Sequences of processes/steps that copy, transform, load and analyze the data.

DAG

Data pipelines are modeled as Directed acyclic graphs. DAG is a conceptual representation of a series of activities or in other words, a mathematical abstraction of a data pipeline.

Data Warehouse

Exists on top of several databases and used for business intelligence.

Examples
  1. Google BigQuery
  2. Snowflake
  3. Amazon Redshift

Apache Impala

Basically, to overcome the slowness of Hive queries, Cloudera offers a seperate tool is what we call Impala.

  • Offers high-performance, low-latency SQL queries.
  • Only available in Hadoop distribution.
  • MPP (Massive Parallel Processing) query engine that executes on Hadoop platform.

Apache Kafka

Open-source streaming platform.

OLTP

Online Transactional Processing designed for transactional processing, typically follow data normalization rules.

  • Transactional
  • Real time fast processing
  • Normalized
  • Examples: Financial transactional systems, ATM Center

OLAP

Online Analytical Processing models used for datawarehouse and datamart applications.

  • Analytical
  • Slow queries
  • Denormalized
  • Historical data
  • Example: Recommendation Systems

Node

“Node” refers to a vital unit within a distributed computing system. It encompasses compute, memory (RAM), and storage resources essential for executing tasks efficiently across the cluster.

Cluster

Group of nodes.

Replication Factor

Denotes the number of copies maintained for each data block across the distributed system.

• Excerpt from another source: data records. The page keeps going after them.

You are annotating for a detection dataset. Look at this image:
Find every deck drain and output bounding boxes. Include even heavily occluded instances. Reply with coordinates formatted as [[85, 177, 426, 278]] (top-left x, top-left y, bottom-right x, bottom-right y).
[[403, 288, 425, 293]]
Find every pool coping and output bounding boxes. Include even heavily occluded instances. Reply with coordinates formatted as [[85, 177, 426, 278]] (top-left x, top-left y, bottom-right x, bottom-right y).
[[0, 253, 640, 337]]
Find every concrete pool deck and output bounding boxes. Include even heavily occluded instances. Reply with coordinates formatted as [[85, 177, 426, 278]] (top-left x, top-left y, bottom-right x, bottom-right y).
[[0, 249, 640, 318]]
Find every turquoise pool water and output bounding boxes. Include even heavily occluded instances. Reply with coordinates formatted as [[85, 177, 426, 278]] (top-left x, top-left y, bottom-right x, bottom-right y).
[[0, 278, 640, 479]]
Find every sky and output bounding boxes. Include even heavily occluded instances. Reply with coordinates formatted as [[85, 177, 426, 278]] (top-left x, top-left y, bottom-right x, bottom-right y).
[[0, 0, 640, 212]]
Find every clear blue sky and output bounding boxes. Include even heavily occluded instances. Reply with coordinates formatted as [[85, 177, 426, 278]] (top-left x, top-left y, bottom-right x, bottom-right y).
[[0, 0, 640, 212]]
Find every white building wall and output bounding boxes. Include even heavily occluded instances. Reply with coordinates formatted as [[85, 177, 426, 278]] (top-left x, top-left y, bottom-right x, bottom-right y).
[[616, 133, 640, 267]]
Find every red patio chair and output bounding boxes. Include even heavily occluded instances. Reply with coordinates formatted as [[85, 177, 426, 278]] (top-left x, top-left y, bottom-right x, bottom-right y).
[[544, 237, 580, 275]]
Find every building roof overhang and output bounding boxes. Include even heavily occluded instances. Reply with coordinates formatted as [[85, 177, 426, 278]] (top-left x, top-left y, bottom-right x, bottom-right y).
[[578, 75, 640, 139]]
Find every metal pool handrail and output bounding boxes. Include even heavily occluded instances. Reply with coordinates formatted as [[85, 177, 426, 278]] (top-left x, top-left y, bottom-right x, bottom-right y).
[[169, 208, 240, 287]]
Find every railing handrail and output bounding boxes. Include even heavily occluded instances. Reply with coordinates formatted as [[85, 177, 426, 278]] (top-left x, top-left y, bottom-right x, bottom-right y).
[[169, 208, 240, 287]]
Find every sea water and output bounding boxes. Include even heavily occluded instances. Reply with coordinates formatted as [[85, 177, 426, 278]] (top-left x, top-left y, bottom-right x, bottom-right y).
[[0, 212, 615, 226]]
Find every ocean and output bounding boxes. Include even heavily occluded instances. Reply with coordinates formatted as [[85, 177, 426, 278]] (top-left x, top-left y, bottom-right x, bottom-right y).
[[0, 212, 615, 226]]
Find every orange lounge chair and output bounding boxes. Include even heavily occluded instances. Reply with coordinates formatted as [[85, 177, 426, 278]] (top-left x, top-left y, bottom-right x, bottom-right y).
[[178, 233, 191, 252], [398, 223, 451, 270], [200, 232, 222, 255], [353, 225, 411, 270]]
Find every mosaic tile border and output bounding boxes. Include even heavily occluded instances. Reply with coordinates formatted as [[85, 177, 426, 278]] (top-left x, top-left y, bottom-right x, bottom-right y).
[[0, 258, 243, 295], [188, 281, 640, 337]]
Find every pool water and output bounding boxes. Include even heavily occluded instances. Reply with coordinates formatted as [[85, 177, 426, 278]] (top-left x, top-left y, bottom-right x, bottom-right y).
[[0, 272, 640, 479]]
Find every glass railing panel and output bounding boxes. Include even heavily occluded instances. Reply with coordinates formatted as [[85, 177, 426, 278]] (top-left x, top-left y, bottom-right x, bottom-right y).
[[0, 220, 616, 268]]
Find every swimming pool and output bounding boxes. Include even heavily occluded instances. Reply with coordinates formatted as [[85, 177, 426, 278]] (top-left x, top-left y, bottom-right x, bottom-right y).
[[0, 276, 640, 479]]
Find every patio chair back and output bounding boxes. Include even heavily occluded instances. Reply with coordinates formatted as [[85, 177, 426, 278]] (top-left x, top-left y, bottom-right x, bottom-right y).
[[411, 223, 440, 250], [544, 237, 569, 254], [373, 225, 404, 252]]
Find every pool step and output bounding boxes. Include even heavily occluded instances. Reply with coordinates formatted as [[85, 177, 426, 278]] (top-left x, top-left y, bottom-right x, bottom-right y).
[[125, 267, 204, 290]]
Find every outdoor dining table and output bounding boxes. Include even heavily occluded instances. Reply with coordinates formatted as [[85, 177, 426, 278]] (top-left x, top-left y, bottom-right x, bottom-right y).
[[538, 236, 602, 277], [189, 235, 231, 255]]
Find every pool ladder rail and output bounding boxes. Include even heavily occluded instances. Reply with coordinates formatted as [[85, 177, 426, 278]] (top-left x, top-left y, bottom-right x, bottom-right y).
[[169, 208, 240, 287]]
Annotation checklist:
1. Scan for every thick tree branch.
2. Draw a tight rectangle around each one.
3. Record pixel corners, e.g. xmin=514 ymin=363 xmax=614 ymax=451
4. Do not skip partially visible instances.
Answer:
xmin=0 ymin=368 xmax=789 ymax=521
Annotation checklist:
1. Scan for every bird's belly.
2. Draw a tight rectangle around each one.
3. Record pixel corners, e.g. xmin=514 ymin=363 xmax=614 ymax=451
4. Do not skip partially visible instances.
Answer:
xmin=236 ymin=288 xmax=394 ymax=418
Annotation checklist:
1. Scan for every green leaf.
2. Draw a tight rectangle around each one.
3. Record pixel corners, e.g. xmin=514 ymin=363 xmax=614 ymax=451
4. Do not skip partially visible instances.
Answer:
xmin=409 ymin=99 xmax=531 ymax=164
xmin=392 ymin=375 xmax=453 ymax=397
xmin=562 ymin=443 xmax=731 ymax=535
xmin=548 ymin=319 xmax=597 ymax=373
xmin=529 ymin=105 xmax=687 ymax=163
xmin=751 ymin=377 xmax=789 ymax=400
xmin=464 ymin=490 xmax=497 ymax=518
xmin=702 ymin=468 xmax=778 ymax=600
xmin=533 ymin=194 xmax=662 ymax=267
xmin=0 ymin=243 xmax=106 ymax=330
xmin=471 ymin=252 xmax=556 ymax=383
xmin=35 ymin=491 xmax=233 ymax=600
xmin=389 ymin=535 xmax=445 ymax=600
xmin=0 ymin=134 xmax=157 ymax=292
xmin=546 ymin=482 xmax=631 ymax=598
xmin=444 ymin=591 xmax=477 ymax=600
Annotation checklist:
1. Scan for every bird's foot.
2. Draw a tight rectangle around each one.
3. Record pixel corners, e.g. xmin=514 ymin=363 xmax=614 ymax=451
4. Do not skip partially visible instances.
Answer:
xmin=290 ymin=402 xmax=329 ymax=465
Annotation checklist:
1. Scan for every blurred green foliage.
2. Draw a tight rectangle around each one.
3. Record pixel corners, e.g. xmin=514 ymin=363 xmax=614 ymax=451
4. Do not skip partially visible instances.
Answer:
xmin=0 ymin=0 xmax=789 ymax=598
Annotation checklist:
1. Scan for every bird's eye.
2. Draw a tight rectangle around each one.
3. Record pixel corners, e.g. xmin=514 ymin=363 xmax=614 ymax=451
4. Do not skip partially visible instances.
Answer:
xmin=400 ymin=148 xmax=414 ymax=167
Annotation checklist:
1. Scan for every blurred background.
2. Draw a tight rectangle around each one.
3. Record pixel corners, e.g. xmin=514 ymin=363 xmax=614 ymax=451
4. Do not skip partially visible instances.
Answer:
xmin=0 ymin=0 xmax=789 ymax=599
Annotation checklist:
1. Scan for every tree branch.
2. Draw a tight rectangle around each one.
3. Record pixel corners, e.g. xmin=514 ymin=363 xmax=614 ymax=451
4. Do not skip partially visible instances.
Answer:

Principle of Data Locality

Processing the data where it resides to minimize the data movement.By processing the dat at the its location we can eliminate network traffic and enhance the performance.

Struggle

Slowest performing machine.

Speculative Execution

Parallelizing the tasks that is performing by slow machine to other machine to get the results faster.

Executor

It’s a computational unit responsible for executing tasks within a distributed computing framework like Apache Spark.

Transformation

Transform the data from one stage to another stage.

Action

Transformation will execute once the Action is called. Simple trigger the execution of transformations.

References

  1. https://www.youtube.com/watch?v=xOn-DJbUi1w&t=61s
  2. https://www.youtube.com/watch?v=dtjTBzLbYuI

That’s it!

Happy learning ..! Will update other terms in future!